Semantic chunking uses embedding similarity to detect topic shifts: when successive sentences become semantically distant, that is where to split. This works well for documents without explicit structure markers, such as long prose or transcripts, where structural chunking would be underdirected. The cost is additional compute during ingestion and the risk of splitting coherent passages too aggressively when the embedding model detects local variation rather than actual topic change.

Hierarchical chunking and context expansion

Hierarchical chunking maintains parent-child relationships between chunks: a document is split into sections, and each section into smaller chunks. The retrieval indexes the small chunks for precision, but when a small chunk is retrieved, the system can expand it to include its parent section for additional context.

This addresses a fundamental tension in chunk size selection: small chunks are more precise in retrieval because the embedding better represents the specific content, but they provide less context for generation.

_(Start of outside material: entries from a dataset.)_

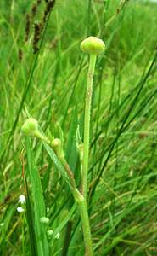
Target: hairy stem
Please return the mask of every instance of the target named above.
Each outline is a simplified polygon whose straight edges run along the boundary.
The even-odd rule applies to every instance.
[[[74,198],[78,204],[80,216],[82,224],[86,256],[93,256],[93,243],[87,212],[87,201],[85,197],[76,189],[73,191]]]
[[[91,102],[93,96],[93,82],[96,62],[96,55],[90,55],[89,69],[87,74],[87,88],[86,93],[85,103],[85,119],[84,119],[84,149],[83,149],[83,168],[82,168],[82,195],[87,197],[87,171],[88,171],[88,158],[89,158],[89,133],[90,133],[90,120],[91,120]]]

Large chunks provide more context but are worse for retrieval. Hierarchical chunking avoids the tradeoff by using small chunks for retrieval and larger units for generation.

The implementation complexity is higher than flat chunking. The ingestion pipeline needs to maintain and store the hierarchy, and the retrieval layer needs to expand retrieved chunks before passing them to the generation layer. This complexity is worth it for corpora where context around a retrieved passage is consistently important for question answering, such as technical manuals, legal documents, and complex policies.

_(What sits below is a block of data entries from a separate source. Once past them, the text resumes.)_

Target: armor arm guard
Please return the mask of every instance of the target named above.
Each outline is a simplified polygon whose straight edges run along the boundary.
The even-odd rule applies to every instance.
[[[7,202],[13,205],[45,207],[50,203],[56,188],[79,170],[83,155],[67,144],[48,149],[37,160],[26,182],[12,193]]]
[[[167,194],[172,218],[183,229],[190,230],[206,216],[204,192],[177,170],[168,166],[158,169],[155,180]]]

Matching strategy to corpus

No single chunking strategy is optimal for all document types and all query types. The right approach is to characterise your corpus and your expected query distribution before choosing a strategy, or before defaulting to the tutorial option.

Short, independent documents such as FAQs, policy summaries, and product specifications often work well with simple structural chunking at the document level. Each document becomes a chunk, or is split into a small number of chunks at top level headings. The chunks are already coherent. Long, dense documents such as technical manuals, regulatory guidance, and case notes typically benefit from hierarchical chunking, where the precision of small chunks can be retrieved with the context of their parent sections.

The quickest way to evaluate a chunking strategy is to build a small evaluation dataset: a handful of representative queries with known answers in the corpus. Comparing retrieval precision across strategies usually makes it clear whether the strategy is finding the right content, and which failure modes are most common.

Measuring RAG Quality: Retrieval Evaluation Beyond Vibes →

Chunking is a retrieval engineering problem, not a setup step

The chunking strategy is often treated as a configuration detail: pick some parameters, move on. In practice, it is one of the architectural decisions with the greatest effect on retrieval quality, and one of the hardest to change after the index has been built and the system is live.

Getting it right requires understanding the corpus, testing against representative queries, and selecting a strategy that reflects the actual structure of the documents you are indexing. That is more work than accepting the tutorial default, and it is where much of the quality difference between RAG prototypes and production quality RAG systems comes from.